A localized version would change key details:
- In Mexico, you would likely switch pounds to kilograms and use Mexican pesos (MXN).
- In Argentina, even the word for strawberry can change: “fresa” may become “frutilla.”
Slang and idioms are another big one. If you translate trendy English phrases like “lit” or “on fleek” word-for-word, it may sound strange or even meaningless. Localization finds a local phrase that creates the same vibe.

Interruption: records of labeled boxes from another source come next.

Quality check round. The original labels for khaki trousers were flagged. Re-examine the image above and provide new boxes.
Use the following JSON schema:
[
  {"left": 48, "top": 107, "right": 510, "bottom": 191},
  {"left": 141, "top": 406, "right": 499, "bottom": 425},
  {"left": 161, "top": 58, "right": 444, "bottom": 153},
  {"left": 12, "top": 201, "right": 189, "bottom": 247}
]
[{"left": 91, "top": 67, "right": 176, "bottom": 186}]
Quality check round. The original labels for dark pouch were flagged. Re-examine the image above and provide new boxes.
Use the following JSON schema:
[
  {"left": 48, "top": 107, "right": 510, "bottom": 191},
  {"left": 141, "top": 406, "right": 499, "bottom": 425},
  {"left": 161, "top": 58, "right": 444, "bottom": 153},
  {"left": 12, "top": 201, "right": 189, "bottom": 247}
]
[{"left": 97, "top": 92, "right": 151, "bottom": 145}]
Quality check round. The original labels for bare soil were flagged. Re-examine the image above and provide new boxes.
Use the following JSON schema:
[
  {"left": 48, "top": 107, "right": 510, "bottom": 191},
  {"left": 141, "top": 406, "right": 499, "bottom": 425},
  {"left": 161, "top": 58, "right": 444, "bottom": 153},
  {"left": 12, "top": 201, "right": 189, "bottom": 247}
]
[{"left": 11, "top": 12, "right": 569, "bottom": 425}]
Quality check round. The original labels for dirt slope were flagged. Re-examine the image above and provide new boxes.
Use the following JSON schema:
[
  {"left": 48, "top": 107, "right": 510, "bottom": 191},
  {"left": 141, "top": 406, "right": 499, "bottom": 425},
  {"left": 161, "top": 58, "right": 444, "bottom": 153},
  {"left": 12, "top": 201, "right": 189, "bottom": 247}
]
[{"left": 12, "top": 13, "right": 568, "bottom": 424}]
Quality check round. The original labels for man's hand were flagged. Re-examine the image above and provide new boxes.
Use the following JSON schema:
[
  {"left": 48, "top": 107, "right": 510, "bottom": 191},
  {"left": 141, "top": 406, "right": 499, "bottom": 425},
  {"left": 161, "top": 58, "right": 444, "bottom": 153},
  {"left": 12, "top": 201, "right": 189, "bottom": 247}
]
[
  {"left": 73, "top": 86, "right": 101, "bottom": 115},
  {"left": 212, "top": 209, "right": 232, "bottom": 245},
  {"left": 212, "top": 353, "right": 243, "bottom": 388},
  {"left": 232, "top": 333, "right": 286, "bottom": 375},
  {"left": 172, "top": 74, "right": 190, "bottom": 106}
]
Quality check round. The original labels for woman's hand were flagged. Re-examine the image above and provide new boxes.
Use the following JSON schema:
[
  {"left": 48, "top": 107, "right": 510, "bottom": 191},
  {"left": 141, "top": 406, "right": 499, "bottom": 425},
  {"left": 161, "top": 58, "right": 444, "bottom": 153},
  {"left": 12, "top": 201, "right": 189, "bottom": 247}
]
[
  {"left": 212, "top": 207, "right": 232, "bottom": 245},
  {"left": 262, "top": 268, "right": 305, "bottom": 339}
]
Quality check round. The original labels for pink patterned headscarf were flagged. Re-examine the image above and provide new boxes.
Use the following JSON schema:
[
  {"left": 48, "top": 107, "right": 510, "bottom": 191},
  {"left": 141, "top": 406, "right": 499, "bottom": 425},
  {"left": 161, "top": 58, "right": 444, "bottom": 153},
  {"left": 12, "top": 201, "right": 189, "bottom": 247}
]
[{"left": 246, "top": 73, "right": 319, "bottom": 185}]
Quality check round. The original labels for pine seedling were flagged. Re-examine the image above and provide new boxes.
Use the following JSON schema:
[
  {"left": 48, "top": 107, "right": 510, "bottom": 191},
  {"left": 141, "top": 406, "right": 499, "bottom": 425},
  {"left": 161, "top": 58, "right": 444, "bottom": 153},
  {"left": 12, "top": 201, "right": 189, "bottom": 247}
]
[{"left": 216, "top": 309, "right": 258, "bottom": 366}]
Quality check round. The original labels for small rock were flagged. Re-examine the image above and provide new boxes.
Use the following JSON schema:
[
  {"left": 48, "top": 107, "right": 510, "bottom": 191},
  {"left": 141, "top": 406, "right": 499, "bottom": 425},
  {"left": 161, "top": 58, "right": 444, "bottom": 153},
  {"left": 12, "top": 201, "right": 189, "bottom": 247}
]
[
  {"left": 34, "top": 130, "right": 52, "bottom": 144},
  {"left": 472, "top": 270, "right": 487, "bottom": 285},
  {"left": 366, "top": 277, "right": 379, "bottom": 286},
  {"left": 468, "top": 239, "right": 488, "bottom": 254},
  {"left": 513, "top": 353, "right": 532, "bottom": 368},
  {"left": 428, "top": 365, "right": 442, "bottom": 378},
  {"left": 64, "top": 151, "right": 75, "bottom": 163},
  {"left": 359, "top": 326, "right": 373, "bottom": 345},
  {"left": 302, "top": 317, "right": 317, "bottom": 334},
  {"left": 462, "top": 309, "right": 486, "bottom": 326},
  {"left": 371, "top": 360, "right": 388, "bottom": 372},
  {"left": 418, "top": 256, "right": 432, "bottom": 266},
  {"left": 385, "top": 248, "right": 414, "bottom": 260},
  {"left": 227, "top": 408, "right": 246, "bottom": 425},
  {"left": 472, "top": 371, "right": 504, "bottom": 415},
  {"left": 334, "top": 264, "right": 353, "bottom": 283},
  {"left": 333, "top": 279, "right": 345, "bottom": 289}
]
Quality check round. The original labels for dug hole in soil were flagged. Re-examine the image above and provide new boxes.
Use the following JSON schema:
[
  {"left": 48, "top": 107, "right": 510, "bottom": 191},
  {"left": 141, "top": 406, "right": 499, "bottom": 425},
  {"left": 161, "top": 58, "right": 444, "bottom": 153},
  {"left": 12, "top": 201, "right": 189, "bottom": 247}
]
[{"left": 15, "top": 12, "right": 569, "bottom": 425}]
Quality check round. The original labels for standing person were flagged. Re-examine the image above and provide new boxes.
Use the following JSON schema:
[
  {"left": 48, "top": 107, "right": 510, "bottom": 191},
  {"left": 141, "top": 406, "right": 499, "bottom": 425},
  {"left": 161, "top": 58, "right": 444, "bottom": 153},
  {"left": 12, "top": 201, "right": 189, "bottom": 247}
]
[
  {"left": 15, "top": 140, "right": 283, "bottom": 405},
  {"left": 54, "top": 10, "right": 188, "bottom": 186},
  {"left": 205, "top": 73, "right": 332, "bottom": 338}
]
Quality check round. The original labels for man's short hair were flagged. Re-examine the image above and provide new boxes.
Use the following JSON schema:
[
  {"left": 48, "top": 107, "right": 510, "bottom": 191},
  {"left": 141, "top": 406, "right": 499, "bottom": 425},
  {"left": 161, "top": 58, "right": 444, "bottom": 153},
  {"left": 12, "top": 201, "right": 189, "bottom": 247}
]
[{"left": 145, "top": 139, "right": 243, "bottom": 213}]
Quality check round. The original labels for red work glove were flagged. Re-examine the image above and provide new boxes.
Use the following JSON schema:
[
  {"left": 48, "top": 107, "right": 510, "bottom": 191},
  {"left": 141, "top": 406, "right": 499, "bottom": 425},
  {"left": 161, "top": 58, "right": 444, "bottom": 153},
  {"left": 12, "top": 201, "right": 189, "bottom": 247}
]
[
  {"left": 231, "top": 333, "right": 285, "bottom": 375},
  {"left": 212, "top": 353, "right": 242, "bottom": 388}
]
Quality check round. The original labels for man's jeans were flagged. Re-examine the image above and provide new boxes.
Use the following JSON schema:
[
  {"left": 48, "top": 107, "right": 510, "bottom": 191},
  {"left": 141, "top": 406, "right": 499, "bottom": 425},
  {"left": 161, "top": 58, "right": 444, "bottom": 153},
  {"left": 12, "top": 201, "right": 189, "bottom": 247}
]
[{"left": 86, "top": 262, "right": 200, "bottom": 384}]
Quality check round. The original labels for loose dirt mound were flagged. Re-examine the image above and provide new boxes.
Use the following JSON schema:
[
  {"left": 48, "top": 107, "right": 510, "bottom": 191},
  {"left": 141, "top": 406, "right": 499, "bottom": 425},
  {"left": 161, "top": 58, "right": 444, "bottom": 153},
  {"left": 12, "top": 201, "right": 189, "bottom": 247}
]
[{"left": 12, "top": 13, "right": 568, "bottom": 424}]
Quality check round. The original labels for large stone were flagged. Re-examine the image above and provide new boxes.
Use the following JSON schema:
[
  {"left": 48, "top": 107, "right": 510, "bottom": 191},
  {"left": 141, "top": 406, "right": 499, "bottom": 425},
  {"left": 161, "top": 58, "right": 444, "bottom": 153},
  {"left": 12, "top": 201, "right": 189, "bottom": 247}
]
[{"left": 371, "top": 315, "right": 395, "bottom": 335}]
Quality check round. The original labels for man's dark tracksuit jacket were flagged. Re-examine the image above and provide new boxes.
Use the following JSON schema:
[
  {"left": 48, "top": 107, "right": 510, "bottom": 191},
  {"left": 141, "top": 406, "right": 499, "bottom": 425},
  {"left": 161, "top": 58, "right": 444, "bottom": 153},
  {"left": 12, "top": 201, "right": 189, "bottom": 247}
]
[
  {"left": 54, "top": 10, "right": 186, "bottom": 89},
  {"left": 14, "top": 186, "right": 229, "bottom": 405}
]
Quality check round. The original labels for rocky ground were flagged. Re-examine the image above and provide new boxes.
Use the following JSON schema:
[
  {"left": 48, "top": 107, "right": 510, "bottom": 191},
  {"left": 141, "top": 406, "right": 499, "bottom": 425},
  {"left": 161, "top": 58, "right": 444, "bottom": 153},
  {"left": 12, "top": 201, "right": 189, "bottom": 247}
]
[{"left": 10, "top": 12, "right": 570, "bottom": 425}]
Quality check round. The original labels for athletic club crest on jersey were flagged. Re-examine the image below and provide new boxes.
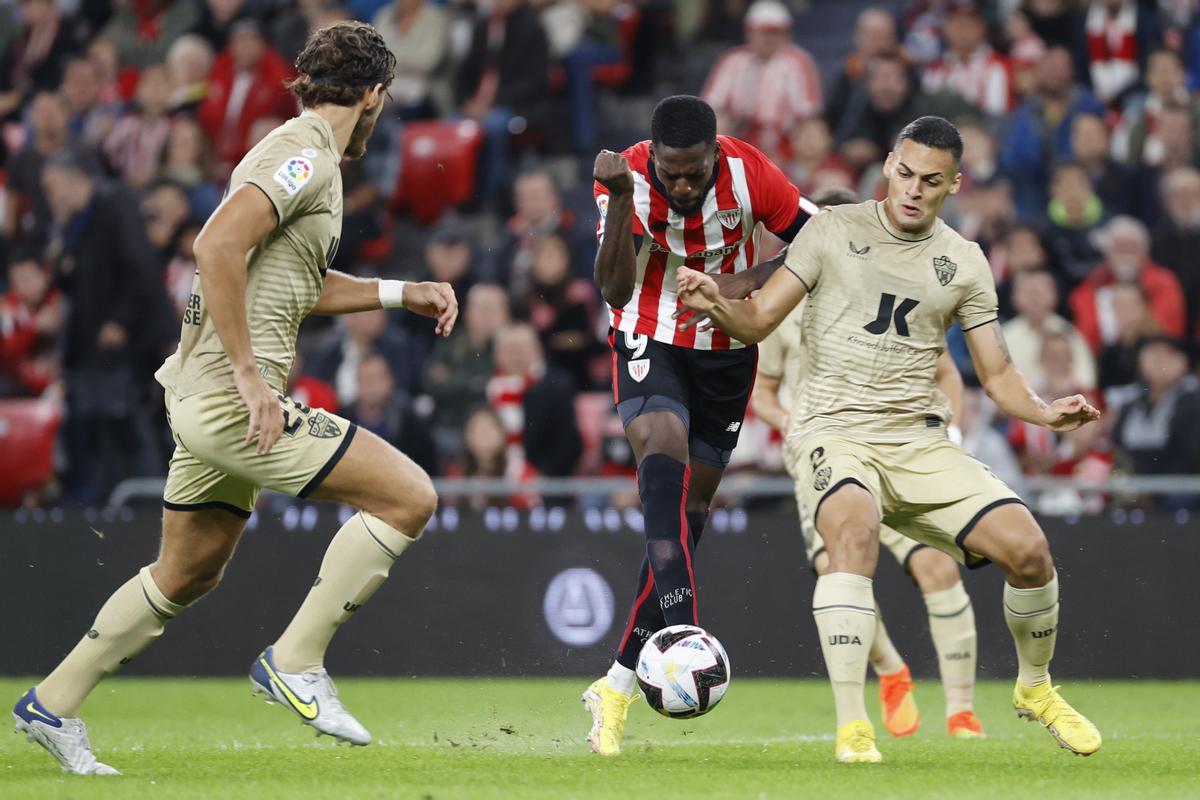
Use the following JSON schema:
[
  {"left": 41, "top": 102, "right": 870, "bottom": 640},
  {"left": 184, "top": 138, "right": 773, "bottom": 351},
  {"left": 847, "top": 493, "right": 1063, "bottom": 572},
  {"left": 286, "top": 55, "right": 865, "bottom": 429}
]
[
  {"left": 629, "top": 359, "right": 650, "bottom": 383},
  {"left": 716, "top": 209, "right": 742, "bottom": 230},
  {"left": 308, "top": 411, "right": 342, "bottom": 439},
  {"left": 934, "top": 255, "right": 959, "bottom": 287}
]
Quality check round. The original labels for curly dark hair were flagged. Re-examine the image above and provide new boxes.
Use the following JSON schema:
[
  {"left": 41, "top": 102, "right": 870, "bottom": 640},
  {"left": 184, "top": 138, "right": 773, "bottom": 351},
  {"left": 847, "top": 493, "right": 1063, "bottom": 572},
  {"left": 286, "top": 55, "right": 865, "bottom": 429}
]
[{"left": 287, "top": 22, "right": 396, "bottom": 108}]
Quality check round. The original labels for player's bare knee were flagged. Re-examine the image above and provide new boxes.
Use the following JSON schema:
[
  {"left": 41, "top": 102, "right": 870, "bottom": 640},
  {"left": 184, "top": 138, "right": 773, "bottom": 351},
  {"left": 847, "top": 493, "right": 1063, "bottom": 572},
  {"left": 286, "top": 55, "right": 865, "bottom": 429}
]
[{"left": 1006, "top": 531, "right": 1054, "bottom": 588}]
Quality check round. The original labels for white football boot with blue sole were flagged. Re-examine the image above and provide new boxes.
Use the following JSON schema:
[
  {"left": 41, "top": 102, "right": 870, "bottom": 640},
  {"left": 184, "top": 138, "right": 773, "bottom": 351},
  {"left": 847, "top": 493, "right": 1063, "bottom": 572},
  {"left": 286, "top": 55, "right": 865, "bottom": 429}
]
[
  {"left": 250, "top": 648, "right": 371, "bottom": 746},
  {"left": 12, "top": 688, "right": 120, "bottom": 775}
]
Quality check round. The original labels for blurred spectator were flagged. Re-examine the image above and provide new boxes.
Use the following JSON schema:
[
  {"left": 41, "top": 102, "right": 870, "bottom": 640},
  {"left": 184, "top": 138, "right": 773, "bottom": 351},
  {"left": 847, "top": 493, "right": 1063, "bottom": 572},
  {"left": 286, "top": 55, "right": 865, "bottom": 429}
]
[
  {"left": 158, "top": 116, "right": 221, "bottom": 218},
  {"left": 100, "top": 0, "right": 199, "bottom": 70},
  {"left": 192, "top": 0, "right": 246, "bottom": 52},
  {"left": 785, "top": 116, "right": 854, "bottom": 196},
  {"left": 0, "top": 249, "right": 62, "bottom": 397},
  {"left": 1000, "top": 47, "right": 1104, "bottom": 222},
  {"left": 197, "top": 18, "right": 298, "bottom": 175},
  {"left": 1097, "top": 283, "right": 1162, "bottom": 393},
  {"left": 1008, "top": 332, "right": 1109, "bottom": 489},
  {"left": 401, "top": 216, "right": 478, "bottom": 353},
  {"left": 1112, "top": 336, "right": 1200, "bottom": 489},
  {"left": 1112, "top": 50, "right": 1200, "bottom": 167},
  {"left": 954, "top": 389, "right": 1024, "bottom": 492},
  {"left": 457, "top": 0, "right": 550, "bottom": 200},
  {"left": 343, "top": 353, "right": 440, "bottom": 475},
  {"left": 0, "top": 0, "right": 79, "bottom": 120},
  {"left": 167, "top": 34, "right": 216, "bottom": 112},
  {"left": 835, "top": 55, "right": 928, "bottom": 169},
  {"left": 1151, "top": 167, "right": 1200, "bottom": 336},
  {"left": 1084, "top": 0, "right": 1163, "bottom": 106},
  {"left": 1043, "top": 161, "right": 1106, "bottom": 288},
  {"left": 1070, "top": 217, "right": 1187, "bottom": 353},
  {"left": 488, "top": 169, "right": 595, "bottom": 289},
  {"left": 421, "top": 283, "right": 509, "bottom": 457},
  {"left": 374, "top": 0, "right": 450, "bottom": 120},
  {"left": 4, "top": 91, "right": 71, "bottom": 242},
  {"left": 701, "top": 0, "right": 822, "bottom": 158},
  {"left": 312, "top": 308, "right": 420, "bottom": 408},
  {"left": 512, "top": 234, "right": 599, "bottom": 387},
  {"left": 1004, "top": 270, "right": 1096, "bottom": 391},
  {"left": 60, "top": 58, "right": 121, "bottom": 149},
  {"left": 487, "top": 324, "right": 583, "bottom": 476},
  {"left": 142, "top": 181, "right": 192, "bottom": 267},
  {"left": 924, "top": 2, "right": 1013, "bottom": 116},
  {"left": 42, "top": 151, "right": 179, "bottom": 504},
  {"left": 1070, "top": 113, "right": 1141, "bottom": 216},
  {"left": 104, "top": 65, "right": 170, "bottom": 188},
  {"left": 826, "top": 7, "right": 900, "bottom": 131}
]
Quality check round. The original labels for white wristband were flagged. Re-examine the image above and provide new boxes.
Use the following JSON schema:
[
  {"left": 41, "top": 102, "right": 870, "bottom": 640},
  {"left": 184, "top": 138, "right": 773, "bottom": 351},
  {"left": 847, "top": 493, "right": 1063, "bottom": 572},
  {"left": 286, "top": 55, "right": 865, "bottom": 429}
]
[{"left": 379, "top": 281, "right": 404, "bottom": 308}]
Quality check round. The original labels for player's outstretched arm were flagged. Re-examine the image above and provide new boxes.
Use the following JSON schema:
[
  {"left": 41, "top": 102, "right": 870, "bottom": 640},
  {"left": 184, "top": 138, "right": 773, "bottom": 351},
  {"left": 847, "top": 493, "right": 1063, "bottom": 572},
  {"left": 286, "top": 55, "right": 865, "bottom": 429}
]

Even small spelling differences matter. For example, “color” (US) vs “colour” (UK). These details can decide whether your brand feels local or foreign.
Example of full localization
Localization also includes design and technical changes. Here are a few common ones:
1) Colors, symbols, and visuals
A color can mean very different things across cultures. For example, white may signal purity in some places, but in others it is linked to mourning. A localized campaign adjusts design choices to avoid the wrong message.
2) Date and time formats
In the US, dates are often month/day/year (04/05/22). In many other countries, they are day/month/year (05/04/22). If you don’t localize this, users can misunderstand deadlines, bookings, or deliveries.
3) Layout and interface
Some languages take more space than English, so buttons and screens may need resizing. Others, like Arabic and Hebrew, use right-to-left reading, which can require flipping the entire layout.
Real-world examples of localization
Many global brands win because they treat localization as strategy, not a last step:
- Netflix localizes the app experience and content through subtitles, dubbing, and local originals. In India, it also introduced a lower-cost mobile plan for local buying habits.
- Coca-Cola adapted its name in China to a version that fits local sound and meaning, helping it feel familiar.
- KitKat in Japan aligned the brand with a local phrase that connects to good luck, and it launched flavors made for local taste.
- Spotify localizes discovery by promoting music that is popular in each region and running ads that feel local to daily life.
Which one should you choose?
It depends on your goal and what you are publishing.
Choose translation if:
- You need accuracy above all (medical, legal, technical content).
- You have high-volume content like reviews or tickets.
- The content is short-lived and the budget is tight.
Choose localization if:
- You are launching an app or website and UX matters.
- You are running marketing that needs emotion and trust.
- Your brand uses slogans, humor, wordplay, or culture-based references.
Final thought
Translation helps people understand you.
Localization helps people trust you.
If your brand wants to feel like a real part of the market—not a visitor—localization is what turns “international” into “local.”